Ilde tente un ultime pari, il achète une épicerie au 34 rue Porte de la Monnaie et la laisse en gérance à sa fille Janine. À cette adresse, Jean-Pierre Xiradakis vend aujourd’hui son meilleur vin à la Cave du bien-vivre.

La santé de Marcelina déclinant, Ildefonso se résoud à prendre sa retraite, il a 74 ans et va enfin cultiver l’art d’être grand-père (8 petits-enfants dont la petite cubaine de Miami Amarylis).

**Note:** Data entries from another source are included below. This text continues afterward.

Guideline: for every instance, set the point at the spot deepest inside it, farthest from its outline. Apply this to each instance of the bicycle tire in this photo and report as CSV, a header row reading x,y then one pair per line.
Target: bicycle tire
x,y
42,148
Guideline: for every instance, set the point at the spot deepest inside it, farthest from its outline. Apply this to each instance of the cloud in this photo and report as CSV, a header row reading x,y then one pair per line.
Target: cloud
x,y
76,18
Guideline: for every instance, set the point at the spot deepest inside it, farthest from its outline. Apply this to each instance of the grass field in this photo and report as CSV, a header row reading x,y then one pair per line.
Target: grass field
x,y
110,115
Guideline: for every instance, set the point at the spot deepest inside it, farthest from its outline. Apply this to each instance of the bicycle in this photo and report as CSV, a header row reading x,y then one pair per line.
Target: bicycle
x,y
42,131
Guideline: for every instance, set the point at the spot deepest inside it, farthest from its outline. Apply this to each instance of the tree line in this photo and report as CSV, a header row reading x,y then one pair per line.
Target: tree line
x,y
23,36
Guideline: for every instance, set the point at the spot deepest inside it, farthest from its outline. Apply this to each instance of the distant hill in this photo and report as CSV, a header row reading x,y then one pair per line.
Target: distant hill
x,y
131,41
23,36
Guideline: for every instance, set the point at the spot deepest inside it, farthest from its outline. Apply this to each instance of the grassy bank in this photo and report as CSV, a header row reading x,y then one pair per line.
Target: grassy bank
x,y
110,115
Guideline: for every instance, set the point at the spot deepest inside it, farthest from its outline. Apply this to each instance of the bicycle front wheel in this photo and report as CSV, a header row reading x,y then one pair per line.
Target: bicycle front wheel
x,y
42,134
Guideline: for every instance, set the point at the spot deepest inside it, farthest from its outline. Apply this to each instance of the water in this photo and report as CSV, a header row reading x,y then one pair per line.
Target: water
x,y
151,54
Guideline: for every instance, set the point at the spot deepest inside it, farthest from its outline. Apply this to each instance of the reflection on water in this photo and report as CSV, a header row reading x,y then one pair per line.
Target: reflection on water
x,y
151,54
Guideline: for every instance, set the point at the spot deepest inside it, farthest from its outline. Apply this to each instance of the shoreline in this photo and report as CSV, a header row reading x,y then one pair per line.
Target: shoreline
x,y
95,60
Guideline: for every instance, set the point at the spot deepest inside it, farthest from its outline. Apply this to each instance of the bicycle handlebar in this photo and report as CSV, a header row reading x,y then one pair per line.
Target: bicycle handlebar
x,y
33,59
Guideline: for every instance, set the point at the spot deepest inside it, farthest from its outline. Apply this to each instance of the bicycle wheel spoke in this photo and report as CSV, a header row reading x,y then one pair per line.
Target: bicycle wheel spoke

En ce mois d’octobre 1960, sa lassitude est grande, il a perdu la flamme qui l’habitait. Qu’est devenu son légendaire esprit d’initiative ?

Cet été-là, il s’est rendu une dernière fois à Claouey, dans la villa Aï-Ra-Bé où il a pu constater que les siens poursuivaient son œuvre.

Un grave malaise le terrasse, il sombre dans le coma.

Ainsi s’acheva le 2 novembre 1960, à 77 ans, l’existence bien remplie du remuant Ildefonso Gorbea. Fidèle à ses engagements et honnissant le Caudillo, l’homme de Llanteno n’a jamais remis les pieds en Espagne.

Le caveau de la Chartreuse doit lui paraître bien étroit.